23Considering the Tribunal’s concerns about the lack of specificity in the applicant’s evidence, it is unlikely that the minimal details provided in the report from Dr. Harris would have affected this analysis. Put another way, it is unlikely that a sparse reference about “daily house hold tasks, work function” would likely have impacted the Tribunal’s findings about functional impairments and chronic pain.
24Relatedly, the applicant challenges the Tribunal’s legal standard used to assess her functional limitations. Specifically, the applicant submits that, for a claim of chronic pain, the Tribunal does not require a “detailed quantification or a particular level of severity”. Instead, it is sufficient to show that an applicant’s condition “results in functional limitation”.
25I see no issue with the approach taken by the Tribunal to assess whether the applicant had established accident-related functional impairments. The Tribunal considered the evidence and positions put forward by the parties, and it found the applicant’s case was lacking. This assessment was done based on a review of the available evidence. The process for reaching this conclusion was also explained through comprehensive reasons.

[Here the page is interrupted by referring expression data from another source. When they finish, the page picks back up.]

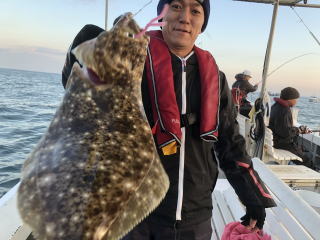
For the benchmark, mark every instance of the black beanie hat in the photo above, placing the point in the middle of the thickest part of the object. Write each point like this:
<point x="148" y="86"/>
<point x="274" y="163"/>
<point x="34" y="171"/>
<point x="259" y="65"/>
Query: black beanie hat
<point x="204" y="3"/>
<point x="289" y="93"/>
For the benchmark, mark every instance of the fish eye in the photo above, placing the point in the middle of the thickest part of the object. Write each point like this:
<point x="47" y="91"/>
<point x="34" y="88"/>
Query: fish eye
<point x="128" y="34"/>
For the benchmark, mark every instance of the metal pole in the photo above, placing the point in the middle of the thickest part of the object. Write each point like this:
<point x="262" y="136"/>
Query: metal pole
<point x="269" y="47"/>
<point x="106" y="15"/>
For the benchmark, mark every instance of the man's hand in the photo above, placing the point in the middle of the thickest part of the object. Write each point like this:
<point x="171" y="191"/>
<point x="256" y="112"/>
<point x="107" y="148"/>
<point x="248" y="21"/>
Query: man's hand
<point x="254" y="218"/>
<point x="304" y="129"/>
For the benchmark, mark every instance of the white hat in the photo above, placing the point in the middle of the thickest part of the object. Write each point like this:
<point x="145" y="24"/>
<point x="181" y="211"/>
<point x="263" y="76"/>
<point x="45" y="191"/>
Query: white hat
<point x="247" y="73"/>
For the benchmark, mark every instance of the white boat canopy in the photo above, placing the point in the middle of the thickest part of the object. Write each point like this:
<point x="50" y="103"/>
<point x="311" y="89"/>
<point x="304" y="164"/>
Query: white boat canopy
<point x="293" y="3"/>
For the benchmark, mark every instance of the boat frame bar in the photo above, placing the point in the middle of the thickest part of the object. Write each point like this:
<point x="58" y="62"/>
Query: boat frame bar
<point x="285" y="4"/>
<point x="269" y="48"/>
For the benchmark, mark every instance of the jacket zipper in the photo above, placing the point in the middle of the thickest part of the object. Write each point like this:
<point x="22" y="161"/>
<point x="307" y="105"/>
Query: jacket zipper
<point x="183" y="130"/>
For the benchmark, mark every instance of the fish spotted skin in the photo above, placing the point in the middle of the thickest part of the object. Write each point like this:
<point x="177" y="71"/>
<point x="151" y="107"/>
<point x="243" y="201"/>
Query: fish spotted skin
<point x="95" y="174"/>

26I further note that the applicant did not submit any legal authorities to support this interpretation of chronic pain, aside from a general reference to “the Schedule or governing jurisprudence”.
27The applicant does cite Brak v. Walsh, 2008 ONCA 221, to challenge the Tribunal’s reliance on her “return to work as a basis to discount impairment”. Not only does this argument run counter to her position that the Tribunal should not have conducted an in-depth assessment of the severity of her functional limits, but I find this reading of the decision is overly narrow. As the quotation above demonstrates, the Tribunal’s assessment of her functional limitations encompassed more than just her ability to work.
Sufficiency of Reasons
28Finally, the applicant claims the Tribunal did not provide “adequate reasons for key findings”, in particular, it did not explain “why objective clinical findings… were insufficient to support the diagnosis, nor why explicit evidence of functional impairment was rejected.” Overall, she argues the Tribunal’s decision does not meet the standard for sufficiency of reasons as set out in Vavilov.
29Decision-makers are not expected to address every piece of evidence, nor are they required to grapple with every argument made by the parties. To meet the standard set out by Vavilov, a decision-maker’s reasons must show they explicitly turned their mind to the key aspects of the parties’ cases. This chain of reasoning must also provide a clear and intelligible roadmap that shows how the evidence and arguments rationally led to the decision-maker’s conclusions.
30In the present matter, I am not satisfied that the applicant has shown how the Tribunal’s reasons failed to meet this standard. As detailed above, the applicant’s case was addressed in a comprehensive and clear manner, and the reasons for why the Tribunal reached its conclusions about the application are readily apparent.
31Taken together, I find the applicant has not established any error that meets the standard of Rule 18.2(b).
CONCLUSION & ORDER
32The applicant’s request for reconsideration is dismissed.